本発明は、四つ這い運動時又は寝返り運動時の運動データを収集することで、また、収集した運動データを解析するシステムや運動の診断を支援するシステム、解析プログラムを提供することで、各種疾病や非運動症状を含む各種症状の複雑な診断を支援することができる。
11 運動指示部
12 運動データ収集部
13 運動データ入力部
14 運動条件入力部
15 運動データ解析部
16 解析結果報知部
17 ネットワークサーバ
2 運動診断支援システム
21 運動データ入力部
22 運動条件入力部
23 運動条件及び運動データ表示部
24 AI解析部
25 ネットワークサーバ
Claims (15)
- 四つ這い運動時又は寝返り運動時の運動データ収集方法であって、
四つ這い運動時は踵部、腰部、手のいずれか1か所以上の部位、寝返り運動時は頭部、両膝、両肩のいずれか一か所以上の部位の動きを測定するステップと、
前記動きを測定するステップによって測定した動きを、数値化するステップと、
を含み、
前記寝返り運動は、仰向けで腕組みを行い、右肩を床面から離して戻し、左肩を床面から離して戻す運動を繰り返すことを含む、運動データ収集方法。 - 四つ這い運動時の前記数値化するステップにおいて、
踵部の動きを測定する場合は、床面から踵部までの高さを数値化し、
腰部の動きを測定する場合は、頭から背骨を通る体の中心軸から腰部の中心までの距離を数値化し、
手の動きを測定する場合は、左右の手と床面が順次接触する床面の各位置、又は、運動開始から各接触までの時間を数値化し、
寝返り運動時の前記数値化するステップにおいて、
頭部の動きは、上面視において体の中心点から頭部の中心点までの距離を数値化し、
両膝の動きは、床面から膝までの高さを数値化し、
両肩の動きは、床面から肩までの距離、又は、運動開始から各時点での前記床面から肩までの距離を数値化する、請求項1に記載の運動データ収集方法。 - 前記四つ這い運動は、前進運動及び後進運動を含む、請求項1又は2に記載の運動データ収集方法。
- 前記四つ這い運動は踵押さえをさらに含み、腰部又は手の部位の動きを測定する、請求項1~3いずれか一項に記載の運動データ収集方法。
- 前記寝返り運動は膝押さえをさらに含み、頭部又は両肩の部位の動きを測定する、請求項1又は2に記載の運動データ収集方法。
- 前記四つ這い運動時又は寝返り運動時に、外部から特定のリズム信号をさらに与える、請求項1~5いずれか一項に記載の運動データ収集方法。
- 前記特定のリズム信号は、前記四つ這い運動又は寝返り運動を同様に行う1人又は複数の他人から発せられる声や、該他人の運動のリズムに合わせた手拍子、声、打楽器音である、請求項6に記載の運動データ収集方法。
- 前記動きを測定するステップは、測定する部位にマークを付した計測による測定、体の揺れに反応して音が発生する部材を体に付した録音による測定、写真撮影による測定、動画撮影による測定、又は、それら2以上の組み合わせにより行われる、請求項1~7いずれか一項に記載の運動データ収集方法。

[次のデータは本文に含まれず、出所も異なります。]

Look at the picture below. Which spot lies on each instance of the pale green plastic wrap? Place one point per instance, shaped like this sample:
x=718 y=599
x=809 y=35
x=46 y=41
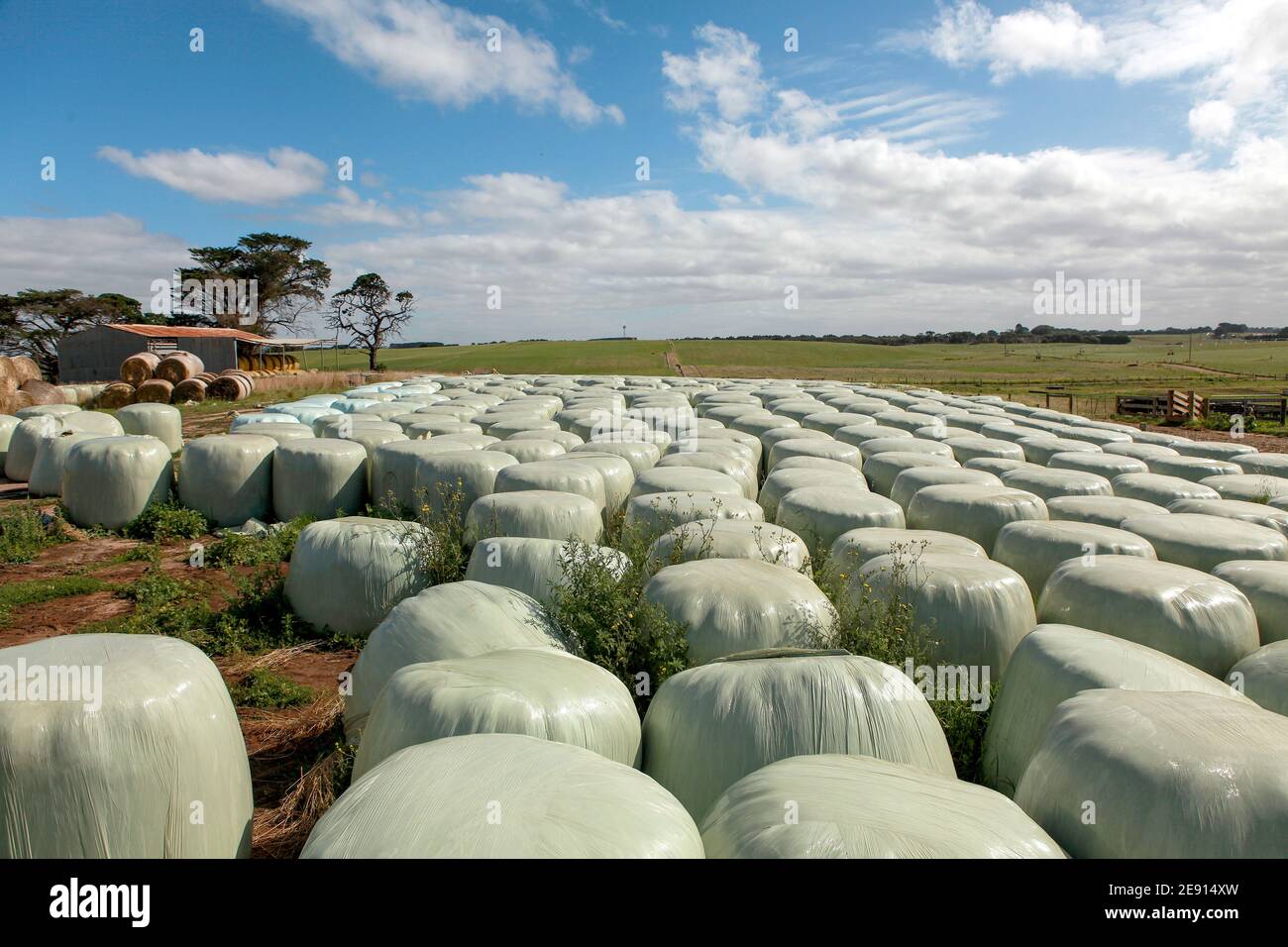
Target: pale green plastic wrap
x=656 y=513
x=546 y=514
x=859 y=806
x=730 y=539
x=1034 y=549
x=729 y=605
x=1171 y=776
x=161 y=421
x=347 y=574
x=973 y=510
x=708 y=727
x=452 y=620
x=820 y=514
x=503 y=795
x=1055 y=663
x=541 y=692
x=975 y=609
x=1266 y=586
x=1193 y=616
x=120 y=772
x=1203 y=543
x=228 y=478
x=47 y=471
x=108 y=480
x=1262 y=677
x=531 y=566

- 請求項1~8いずれか一項に記載の運動データ収集方法で収集した、数値化された運動データを入力する、運動データ入力部と、
前記運動データ入力部に入力された運動データ収集時の運動条件を入力する、運動条件入力部と、
前記入力された運動条件それぞれに対応して設定された所定の閾値と、前記入力された運動データを比較し、運動データが前記所定の閾値内に含まれるか、あるいは、前記所定の閾値以上であるかを解析する、運動データ解析部と、
前記解析された運動データが、前記所定の閾値に含まれている場合に、あるいは、前記所定の閾値以上の場合に、報知する、解析結果報知部と、
を含む、運動データ解析システム。 - 運動内容を指示する、運動指示部と、
前記運動データ収集方法で、運動データを収集する、運動データ収集部と、
を、さらに含む、請求項9に記載の運動データ解析システム。 - サーバをさらに含み、必要に応じ前記サーバを介してデータや指示や結果が送受信される、遠隔操作可能な、請求項9又は10に記載の運動データ解析システム。

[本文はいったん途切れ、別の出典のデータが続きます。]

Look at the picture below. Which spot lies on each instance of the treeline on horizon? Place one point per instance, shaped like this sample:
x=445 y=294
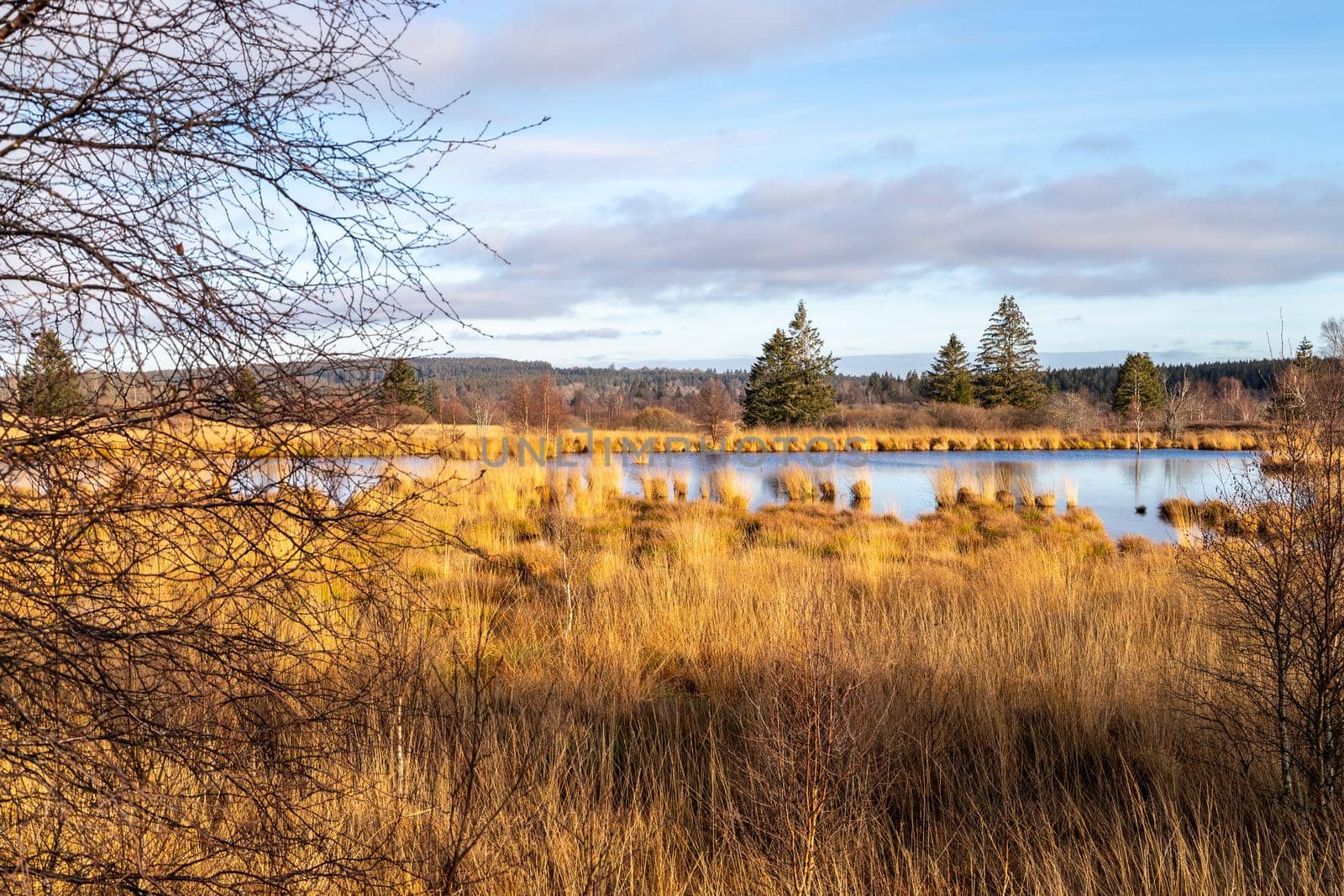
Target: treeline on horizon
x=494 y=376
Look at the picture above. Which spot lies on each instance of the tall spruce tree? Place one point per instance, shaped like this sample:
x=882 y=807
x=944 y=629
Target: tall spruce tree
x=1007 y=369
x=949 y=378
x=816 y=394
x=792 y=380
x=773 y=385
x=49 y=385
x=1140 y=382
x=402 y=385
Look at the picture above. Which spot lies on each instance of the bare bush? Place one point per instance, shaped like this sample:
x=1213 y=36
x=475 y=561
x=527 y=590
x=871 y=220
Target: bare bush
x=1274 y=584
x=192 y=190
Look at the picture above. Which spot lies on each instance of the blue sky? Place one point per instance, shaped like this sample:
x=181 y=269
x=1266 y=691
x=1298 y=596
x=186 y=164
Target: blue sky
x=1142 y=176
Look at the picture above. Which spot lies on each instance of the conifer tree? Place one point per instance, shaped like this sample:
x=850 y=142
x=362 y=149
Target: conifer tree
x=816 y=394
x=402 y=385
x=772 y=385
x=49 y=385
x=1140 y=382
x=246 y=391
x=792 y=380
x=1007 y=369
x=949 y=378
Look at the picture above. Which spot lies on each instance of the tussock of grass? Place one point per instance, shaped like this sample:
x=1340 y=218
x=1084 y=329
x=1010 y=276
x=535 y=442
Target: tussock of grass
x=1180 y=512
x=795 y=483
x=727 y=490
x=655 y=488
x=860 y=495
x=827 y=490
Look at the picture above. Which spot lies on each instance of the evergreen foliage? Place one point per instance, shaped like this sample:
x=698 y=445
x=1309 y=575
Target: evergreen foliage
x=1139 y=379
x=49 y=385
x=402 y=385
x=1007 y=369
x=949 y=379
x=793 y=379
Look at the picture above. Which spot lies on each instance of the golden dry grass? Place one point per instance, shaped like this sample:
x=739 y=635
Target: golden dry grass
x=707 y=700
x=495 y=443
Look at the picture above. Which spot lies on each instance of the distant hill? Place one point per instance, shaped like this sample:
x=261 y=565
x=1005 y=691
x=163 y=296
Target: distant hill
x=877 y=372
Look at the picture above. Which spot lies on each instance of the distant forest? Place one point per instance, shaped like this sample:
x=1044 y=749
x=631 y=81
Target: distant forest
x=492 y=376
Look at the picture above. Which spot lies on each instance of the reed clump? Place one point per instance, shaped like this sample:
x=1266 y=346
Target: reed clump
x=795 y=483
x=860 y=495
x=1179 y=511
x=726 y=488
x=655 y=488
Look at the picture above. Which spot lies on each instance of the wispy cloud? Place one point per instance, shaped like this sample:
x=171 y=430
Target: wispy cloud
x=591 y=40
x=1099 y=144
x=571 y=335
x=1126 y=233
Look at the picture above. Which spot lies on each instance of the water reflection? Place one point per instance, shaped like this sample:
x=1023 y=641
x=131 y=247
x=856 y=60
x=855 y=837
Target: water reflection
x=1113 y=484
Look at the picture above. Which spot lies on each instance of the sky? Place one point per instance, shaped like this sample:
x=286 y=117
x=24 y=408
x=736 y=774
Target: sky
x=1142 y=176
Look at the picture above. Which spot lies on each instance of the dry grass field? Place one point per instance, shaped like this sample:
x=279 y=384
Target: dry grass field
x=578 y=692
x=685 y=698
x=496 y=443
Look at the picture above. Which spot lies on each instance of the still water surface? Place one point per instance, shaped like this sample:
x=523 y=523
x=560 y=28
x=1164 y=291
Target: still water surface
x=1113 y=484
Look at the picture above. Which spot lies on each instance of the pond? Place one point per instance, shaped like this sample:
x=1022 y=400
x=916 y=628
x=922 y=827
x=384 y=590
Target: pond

- 請求項1~8いずれか一項に記載の運動データ収集方法で収集した、数値化された運動データを入力する、運動データ入力部と、
前記運動データ入力部に入力されたデータ収集時の運動条件を入力する、運動条件入力部と、
前記入力された運動データ及び前記入力された運動条件を、診断に適した方法で表示する、運動条件及び運動データ表示部と、
を含み、運動診断支援を行う、運動診断支援システム。 - 前記運動条件及び前記運動データに基づき疾病や症状の種類を分類する、AI解析部をさらに含み、運動診断支援を行う、請求項12に記載の運動診断支援システム。
- サーバをさらに含み、必要に応じ前記サーバを介してデータや結果が送受信される、遠隔操作可能な、請求項12又は13に記載の運動診断支援システム。

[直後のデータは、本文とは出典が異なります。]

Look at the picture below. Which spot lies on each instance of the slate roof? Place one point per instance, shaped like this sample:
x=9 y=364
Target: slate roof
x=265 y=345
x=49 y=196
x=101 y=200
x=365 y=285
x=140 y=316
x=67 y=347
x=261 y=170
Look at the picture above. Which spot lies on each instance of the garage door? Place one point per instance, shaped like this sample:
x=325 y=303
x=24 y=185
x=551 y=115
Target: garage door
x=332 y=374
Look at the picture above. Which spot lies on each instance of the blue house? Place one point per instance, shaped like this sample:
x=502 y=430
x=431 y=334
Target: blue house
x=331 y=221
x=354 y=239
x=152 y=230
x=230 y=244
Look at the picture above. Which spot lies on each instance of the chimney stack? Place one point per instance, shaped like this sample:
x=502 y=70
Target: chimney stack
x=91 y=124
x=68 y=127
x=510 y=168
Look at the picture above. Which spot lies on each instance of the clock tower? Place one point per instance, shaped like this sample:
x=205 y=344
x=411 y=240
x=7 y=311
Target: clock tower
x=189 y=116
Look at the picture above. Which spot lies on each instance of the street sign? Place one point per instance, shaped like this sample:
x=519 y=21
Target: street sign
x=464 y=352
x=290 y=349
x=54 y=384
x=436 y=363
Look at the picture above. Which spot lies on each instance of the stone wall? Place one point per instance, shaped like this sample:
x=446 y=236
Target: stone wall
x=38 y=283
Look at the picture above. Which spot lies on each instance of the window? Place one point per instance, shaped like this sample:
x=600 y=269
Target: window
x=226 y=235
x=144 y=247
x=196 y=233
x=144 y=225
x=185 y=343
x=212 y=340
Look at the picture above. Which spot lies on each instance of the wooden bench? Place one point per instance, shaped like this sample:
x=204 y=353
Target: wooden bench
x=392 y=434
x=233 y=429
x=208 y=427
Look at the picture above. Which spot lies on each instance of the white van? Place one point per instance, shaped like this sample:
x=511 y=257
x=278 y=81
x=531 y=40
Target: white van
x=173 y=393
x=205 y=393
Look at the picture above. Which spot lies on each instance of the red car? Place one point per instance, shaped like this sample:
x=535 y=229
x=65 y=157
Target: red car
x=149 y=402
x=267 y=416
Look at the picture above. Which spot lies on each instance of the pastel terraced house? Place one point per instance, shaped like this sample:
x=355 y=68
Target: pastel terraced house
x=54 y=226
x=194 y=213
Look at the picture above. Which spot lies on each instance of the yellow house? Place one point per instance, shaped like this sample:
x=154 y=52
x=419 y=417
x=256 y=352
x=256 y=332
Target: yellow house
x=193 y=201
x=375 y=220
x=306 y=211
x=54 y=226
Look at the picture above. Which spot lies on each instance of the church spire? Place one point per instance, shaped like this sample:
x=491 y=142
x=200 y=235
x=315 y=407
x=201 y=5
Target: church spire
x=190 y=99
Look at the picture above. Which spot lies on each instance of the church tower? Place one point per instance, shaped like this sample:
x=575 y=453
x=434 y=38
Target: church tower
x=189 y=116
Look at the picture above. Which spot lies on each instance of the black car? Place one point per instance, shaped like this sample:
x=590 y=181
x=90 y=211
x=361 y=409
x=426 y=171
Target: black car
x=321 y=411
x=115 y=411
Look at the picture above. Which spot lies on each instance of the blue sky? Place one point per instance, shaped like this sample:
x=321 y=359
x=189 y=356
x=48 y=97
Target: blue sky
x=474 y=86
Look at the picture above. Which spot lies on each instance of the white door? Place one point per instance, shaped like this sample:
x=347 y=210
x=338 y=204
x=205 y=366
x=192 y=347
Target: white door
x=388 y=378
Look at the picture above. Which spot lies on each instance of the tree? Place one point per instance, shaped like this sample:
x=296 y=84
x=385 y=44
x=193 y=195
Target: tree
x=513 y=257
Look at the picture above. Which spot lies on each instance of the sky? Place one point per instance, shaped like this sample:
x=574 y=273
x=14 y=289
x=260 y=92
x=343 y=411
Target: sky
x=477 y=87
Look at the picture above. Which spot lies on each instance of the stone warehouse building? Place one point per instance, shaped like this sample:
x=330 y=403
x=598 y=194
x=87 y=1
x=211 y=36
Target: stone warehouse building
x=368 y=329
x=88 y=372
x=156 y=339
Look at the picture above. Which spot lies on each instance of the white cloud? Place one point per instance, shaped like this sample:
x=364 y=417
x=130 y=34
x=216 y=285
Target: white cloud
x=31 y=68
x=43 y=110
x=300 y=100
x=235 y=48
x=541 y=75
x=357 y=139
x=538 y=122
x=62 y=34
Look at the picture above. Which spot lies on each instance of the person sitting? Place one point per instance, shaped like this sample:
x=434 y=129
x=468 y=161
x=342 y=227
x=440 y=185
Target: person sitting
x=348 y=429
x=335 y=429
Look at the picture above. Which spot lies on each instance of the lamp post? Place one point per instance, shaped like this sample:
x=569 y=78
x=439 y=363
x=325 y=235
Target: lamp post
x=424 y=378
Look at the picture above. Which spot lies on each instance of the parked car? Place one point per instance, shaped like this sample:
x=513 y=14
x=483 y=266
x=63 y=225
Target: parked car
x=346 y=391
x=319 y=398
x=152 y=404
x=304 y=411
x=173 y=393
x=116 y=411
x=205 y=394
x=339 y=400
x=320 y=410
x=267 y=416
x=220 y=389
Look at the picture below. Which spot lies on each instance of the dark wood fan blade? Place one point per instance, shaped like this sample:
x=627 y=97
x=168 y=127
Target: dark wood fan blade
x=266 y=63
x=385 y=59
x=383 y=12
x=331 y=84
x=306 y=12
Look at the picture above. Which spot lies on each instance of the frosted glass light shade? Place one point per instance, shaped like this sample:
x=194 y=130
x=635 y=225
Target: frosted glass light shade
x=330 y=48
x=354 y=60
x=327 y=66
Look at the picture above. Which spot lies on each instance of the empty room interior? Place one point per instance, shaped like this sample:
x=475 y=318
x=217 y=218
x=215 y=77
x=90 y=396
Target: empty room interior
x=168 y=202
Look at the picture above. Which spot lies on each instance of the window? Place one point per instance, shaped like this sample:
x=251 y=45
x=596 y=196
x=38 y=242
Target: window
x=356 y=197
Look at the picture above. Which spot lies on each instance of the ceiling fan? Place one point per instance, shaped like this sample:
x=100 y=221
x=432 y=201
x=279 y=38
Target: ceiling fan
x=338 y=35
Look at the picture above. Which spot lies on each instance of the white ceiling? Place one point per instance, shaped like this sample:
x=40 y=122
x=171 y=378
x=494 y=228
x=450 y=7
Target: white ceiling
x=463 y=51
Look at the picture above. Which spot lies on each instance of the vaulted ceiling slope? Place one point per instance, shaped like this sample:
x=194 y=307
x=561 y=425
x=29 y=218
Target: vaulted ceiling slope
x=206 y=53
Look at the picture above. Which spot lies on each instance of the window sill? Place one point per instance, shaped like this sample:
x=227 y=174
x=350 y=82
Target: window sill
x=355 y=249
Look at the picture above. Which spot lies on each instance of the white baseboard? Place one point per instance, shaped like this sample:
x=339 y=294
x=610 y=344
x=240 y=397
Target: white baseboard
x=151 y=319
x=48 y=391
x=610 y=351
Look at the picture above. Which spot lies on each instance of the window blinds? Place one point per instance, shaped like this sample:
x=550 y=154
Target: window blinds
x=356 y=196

- 運動データ解析システムの解析プログラムであって、
コンピュータに、
請求項1~8いずれか一項に記載の運動データ収集方法で収集した、四つ這い運動時又は寝返り運動時の動きを数値化した運動データを受信させ、
前記運動データ収集時の運動条件を受信させ、
前記運動条件それぞれに対応して設定された所定の閾値と、前記運動データを用い、運動データが前記所定の閾値内に含まれるか、あるいは、前記所定の閾値以上であるかを比較して解析させ、
前記解析された運動データが、前記所定の閾値に含まれている場合に、又は、前記所定の閾値以上の場合に、報知させることを含む、解析プログラム。